Paul got out his phone. Josh was very likely at the game now, so Paul wasn’t going to call him. But Josh might see a text.
Paul quickly wrote one.
Hey pal. Luv you. Sorry about this morning. Ur Dad was a jerk. Hope u r having fun at the game.
He sent it. Paul stared at the phone for a long time, waiting for the dancing dots to indicate his son was writing him a reply.
When none came after three minutes, Paul put his phone back into his pocket.
Thirteen
So, Gavin, how did you spend your weekend?” Dr. Anna White asked as the two of them settled into their respective chairs in her office.
Gavin appeared thoughtful. “Reflecting.”
Anna’s eyebrows raised a fraction of an inch. “Reflecting?”
He nodded. “About the hurt I’ve caused, and if there’s any way I can make amends.”
“Amends.”
“Yes. Do you think it would be possible to arrange a meeting with the people I’ve wronged so that I might apologize?”
Anna eyed him warily. “I don’t know that a face-to-face would be the way to go. I think it could end up badly for all concerned.”
Gavin, innocently, asked, “How so?”
“I think the woman whose cat you hid would be too fearful, and that father you called . . .” At this point she shook her head. “I hate to think what he might try to do to you if you were in the same room.”

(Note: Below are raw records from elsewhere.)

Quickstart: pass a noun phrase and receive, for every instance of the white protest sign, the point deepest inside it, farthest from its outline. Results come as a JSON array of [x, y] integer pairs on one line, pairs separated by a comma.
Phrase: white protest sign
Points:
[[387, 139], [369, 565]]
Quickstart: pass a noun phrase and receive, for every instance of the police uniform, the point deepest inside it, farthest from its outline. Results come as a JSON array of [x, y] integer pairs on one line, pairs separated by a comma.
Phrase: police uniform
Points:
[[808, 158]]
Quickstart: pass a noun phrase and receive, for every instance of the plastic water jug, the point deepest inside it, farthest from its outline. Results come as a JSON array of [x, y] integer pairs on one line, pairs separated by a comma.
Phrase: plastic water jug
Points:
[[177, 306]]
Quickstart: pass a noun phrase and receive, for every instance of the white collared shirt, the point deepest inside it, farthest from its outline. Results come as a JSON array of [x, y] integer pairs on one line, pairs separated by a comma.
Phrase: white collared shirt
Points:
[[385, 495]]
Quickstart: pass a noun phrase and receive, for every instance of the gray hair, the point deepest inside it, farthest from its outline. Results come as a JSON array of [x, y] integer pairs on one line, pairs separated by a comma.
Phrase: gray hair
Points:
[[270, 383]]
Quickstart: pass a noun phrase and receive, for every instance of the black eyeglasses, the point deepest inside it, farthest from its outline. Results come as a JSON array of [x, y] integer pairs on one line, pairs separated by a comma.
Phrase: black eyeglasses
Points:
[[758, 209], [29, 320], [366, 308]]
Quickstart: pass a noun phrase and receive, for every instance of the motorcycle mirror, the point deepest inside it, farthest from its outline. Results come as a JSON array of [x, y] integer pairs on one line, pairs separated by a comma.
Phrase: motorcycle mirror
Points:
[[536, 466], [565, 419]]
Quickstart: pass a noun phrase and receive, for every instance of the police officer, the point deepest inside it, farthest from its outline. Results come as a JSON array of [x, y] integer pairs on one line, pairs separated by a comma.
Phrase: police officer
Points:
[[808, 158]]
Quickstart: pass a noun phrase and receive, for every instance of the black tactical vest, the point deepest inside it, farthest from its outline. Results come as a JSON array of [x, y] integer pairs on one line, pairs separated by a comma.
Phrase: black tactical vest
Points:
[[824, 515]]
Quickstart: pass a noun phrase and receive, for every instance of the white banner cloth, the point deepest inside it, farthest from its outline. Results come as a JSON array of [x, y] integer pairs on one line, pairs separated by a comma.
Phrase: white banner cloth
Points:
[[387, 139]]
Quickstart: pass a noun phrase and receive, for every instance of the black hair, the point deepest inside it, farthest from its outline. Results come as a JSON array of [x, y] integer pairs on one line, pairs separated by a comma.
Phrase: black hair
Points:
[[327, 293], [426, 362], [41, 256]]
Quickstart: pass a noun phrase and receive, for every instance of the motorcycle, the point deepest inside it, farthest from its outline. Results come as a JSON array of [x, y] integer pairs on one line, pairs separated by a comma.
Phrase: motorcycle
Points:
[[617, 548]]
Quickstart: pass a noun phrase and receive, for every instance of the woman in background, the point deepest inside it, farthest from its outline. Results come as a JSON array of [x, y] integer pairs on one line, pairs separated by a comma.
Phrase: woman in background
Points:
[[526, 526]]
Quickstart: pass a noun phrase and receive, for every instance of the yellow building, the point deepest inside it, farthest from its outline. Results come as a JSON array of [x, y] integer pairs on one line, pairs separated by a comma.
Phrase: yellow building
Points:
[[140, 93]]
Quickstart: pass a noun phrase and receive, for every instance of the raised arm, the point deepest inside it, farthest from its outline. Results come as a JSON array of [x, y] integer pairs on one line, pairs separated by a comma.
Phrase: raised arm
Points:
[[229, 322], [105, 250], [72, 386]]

“You might be right,” he said. “Maybe I should write something instead.”
“We’ll get to that. But besides reflecting, what else did you do with your weekend?”
“Not much,” he said. “Well, I worked Saturday. I usually work evenings at Computer World, but they’re not open Saturday night, so I did a day shift.”
“Did you work Friday night?”
Gavin nodded. “I did.”
“What time did your shift end?”
“Nine,” he said slowly. “Why are you asking me?”
Anna hesitated. “A troubling thing happened to someone on Friday night.”
“Someone? You mean, someone you know?”
Anna slowly nodded.
“Another one of your patients?” he asked.
Anna studied him for several seconds, weighing how to proceed. She ignored his last question and continued. “Someone did a very sick, very cruel thing to her.”
“This person you know who might be a patient,” Gavin said.
“Her dog was recently run over by a car. Someone snuck into her house and hung a dead Yorkshire terrier in her bedroom. According to the tag, the dog had belonged to a family in Devon. They were making up the missing posters when the police notified them.”
Gavin sat back in his chair and put a hand over his mouth. “Wow. That’s pretty sick.”
“Yes,” Anna said. “It is.”
“So, you’re telling me this why?” he asked.
Anna hesitated. “The other day, when I came in here, you were standing over there. Behind my desk.”
Gavin looked at her blankly, then shrugged. “Uh, I guess.”
“What were you doing over there?”
Gavin glanced over to that part of the room. “Just looking at the books.”
“You’re interested in psychology texts?”
Another shrug. “You don’t know what a book actually is until you look at it.” He grinned. “You could use a few more graphic novels.”
“When you were over there, Gavin, did you look at my computer?”
“Huh?”
“My laptop. Were you looking at my laptop?”
Gavin’s eyes narrowed. “Holy shit. Let me guess. This lady with the dead dog hanging on her door, she is a patient, and you think I was fucking with her head?”
“I didn’t say the dog was hanging from her door.”